Alcohol is extensively used worldwide (1). Besides its desired acute effects, like euphoria and anxiolysis, excessive alcohol use has negative health consequences. Chronic alcohol use is among the leading causes for premature death and contributes to the global burden of neuropsychiatric and somatic diseases with enormous direct and indirect economic costs (2, 3). An estimated 4.3% of the Swiss population aged over 15 years show a chronic pattern of risky alcohol consumption (4). Lifetime prevalence of alcohol use disorder (AUD) is estimated to be 8.6% (1). Of those suffering from AUD, over 80% do not receive adequate treatment (5). After treatment, relapse is common (6). Monahan and Finney found abstinence rates of only 43% after treatment (7). Even after achieving long-term abstinence, there seems to be an annual relapse rate of 3% (8).
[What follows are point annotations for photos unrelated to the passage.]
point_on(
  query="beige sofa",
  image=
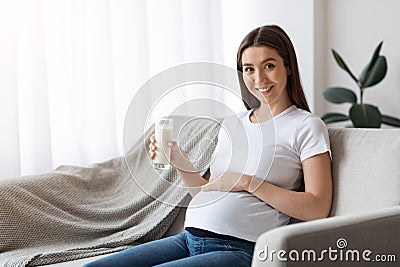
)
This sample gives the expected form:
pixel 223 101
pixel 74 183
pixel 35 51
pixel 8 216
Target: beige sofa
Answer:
pixel 365 216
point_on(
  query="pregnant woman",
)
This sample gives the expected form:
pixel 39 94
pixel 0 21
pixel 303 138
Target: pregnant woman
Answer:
pixel 255 182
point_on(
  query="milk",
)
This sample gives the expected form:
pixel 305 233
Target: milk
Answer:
pixel 163 134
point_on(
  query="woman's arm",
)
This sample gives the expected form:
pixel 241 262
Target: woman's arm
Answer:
pixel 314 203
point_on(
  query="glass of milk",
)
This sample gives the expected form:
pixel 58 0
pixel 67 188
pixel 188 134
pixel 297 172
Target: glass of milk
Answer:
pixel 163 134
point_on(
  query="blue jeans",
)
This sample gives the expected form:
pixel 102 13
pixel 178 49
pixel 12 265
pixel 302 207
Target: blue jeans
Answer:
pixel 183 249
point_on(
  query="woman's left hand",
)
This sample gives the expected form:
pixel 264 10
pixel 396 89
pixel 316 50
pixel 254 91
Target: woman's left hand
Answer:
pixel 228 182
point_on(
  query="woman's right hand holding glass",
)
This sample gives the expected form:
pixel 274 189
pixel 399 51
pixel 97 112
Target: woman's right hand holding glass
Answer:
pixel 178 159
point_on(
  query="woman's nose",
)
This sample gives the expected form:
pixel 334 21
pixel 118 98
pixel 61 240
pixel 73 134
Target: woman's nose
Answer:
pixel 260 77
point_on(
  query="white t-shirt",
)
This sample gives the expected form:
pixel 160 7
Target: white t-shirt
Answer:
pixel 271 151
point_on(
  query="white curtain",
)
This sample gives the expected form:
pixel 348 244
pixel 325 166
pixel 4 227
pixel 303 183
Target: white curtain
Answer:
pixel 69 69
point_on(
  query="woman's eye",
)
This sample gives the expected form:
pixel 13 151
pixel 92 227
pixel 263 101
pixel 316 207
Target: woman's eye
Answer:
pixel 269 66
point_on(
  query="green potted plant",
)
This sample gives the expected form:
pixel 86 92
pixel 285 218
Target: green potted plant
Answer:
pixel 362 115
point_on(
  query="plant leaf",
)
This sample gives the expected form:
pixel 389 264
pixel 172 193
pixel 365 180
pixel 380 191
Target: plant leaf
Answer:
pixel 365 116
pixel 373 74
pixel 340 95
pixel 334 117
pixel 366 72
pixel 343 65
pixel 389 120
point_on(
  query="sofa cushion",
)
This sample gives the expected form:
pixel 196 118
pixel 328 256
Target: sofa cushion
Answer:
pixel 365 169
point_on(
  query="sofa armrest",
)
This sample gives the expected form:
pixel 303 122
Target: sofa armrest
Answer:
pixel 334 241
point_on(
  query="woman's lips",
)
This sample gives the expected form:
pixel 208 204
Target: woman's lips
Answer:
pixel 264 90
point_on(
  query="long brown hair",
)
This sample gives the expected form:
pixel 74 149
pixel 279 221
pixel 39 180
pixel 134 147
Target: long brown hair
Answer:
pixel 275 37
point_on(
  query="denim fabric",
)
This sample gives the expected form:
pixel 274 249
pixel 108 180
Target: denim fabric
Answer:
pixel 183 249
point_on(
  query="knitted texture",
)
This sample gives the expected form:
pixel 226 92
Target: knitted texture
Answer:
pixel 77 212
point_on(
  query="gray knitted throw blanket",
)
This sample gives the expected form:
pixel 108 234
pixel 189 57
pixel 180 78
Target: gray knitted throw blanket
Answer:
pixel 75 212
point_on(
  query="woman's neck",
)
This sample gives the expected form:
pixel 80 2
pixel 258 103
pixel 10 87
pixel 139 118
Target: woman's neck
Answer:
pixel 265 112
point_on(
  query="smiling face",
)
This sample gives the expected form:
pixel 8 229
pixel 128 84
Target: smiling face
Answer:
pixel 265 75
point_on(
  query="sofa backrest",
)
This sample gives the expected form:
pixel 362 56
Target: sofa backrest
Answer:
pixel 365 169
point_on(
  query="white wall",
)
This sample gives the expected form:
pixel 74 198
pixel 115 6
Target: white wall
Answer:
pixel 354 28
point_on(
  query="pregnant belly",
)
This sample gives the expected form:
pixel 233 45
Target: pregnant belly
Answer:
pixel 239 210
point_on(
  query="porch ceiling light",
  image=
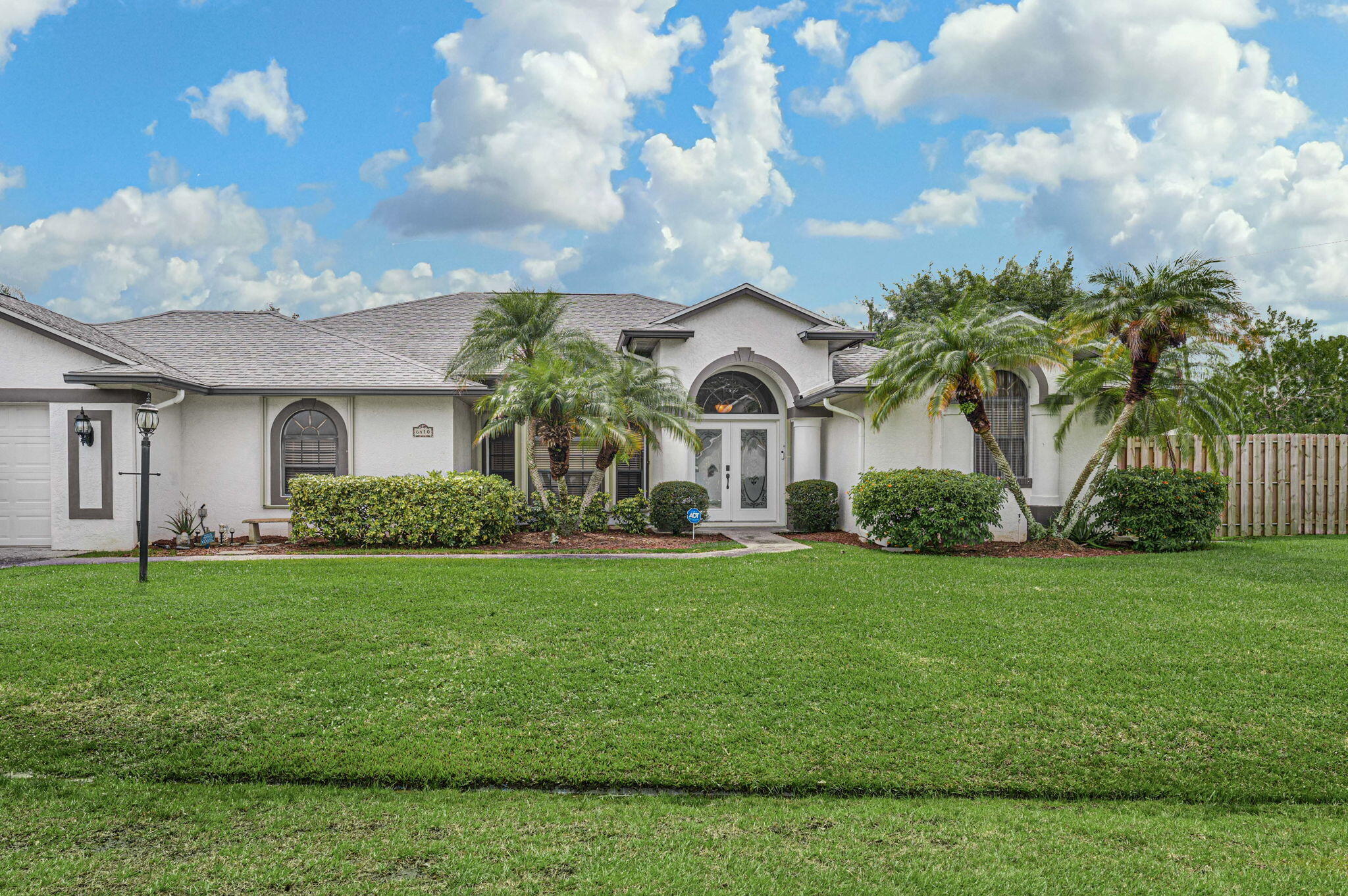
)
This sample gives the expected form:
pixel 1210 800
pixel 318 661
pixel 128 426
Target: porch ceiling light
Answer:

Among the features of AUD are substance craving, and a shift in goal-directed behavior toward the obtainment and use of alcohol (9). The upcoming ICD-11 considers this shift in behavior as one of the three main features that characterize alcohol dependence: “Substance use becomes an increasing priority in life such that its use takes precedence over other interests or enjoyments, daily activities, responsibilities, or health or personal care. Substance use takes an increasingly central role in the person’s life and relegates other areas of life to the periphery…” (10).

During the course of AUD and other substance use disorders (SUDs), substance use progresses from an initially voluntary to a more habitual and finally obsessive-compulsive stage (11). The brain’s reward system is profoundly dysregulated in addictive disorders and plays a key role in the development and maintenance of addiction (12–14). The adaptations affect different neurotransmitter systems including dopamine (15–17), glutamate (18–20), and GABA (21). In animal addiction models, different motivational states within the cycle of substance-seeking are paralleled by distinct oscillations in synaptic strength within the pathway between the prefrontal cortex and the nucleus accumbens (22), two important hubs for reward processing (23). Also in human imaging studies, functioning of those regions have been significantly altered in individuals with SUDs, indicated by increased activity in response to substance-related cues (24–26), which is linked to increased substance craving (27, 28). In contrast, the prefrontal cortex, and the nucleus accumbens show reduced responsiveness toward naturally rewarding cues such as social stimuli and monetary reinforcers (29–31).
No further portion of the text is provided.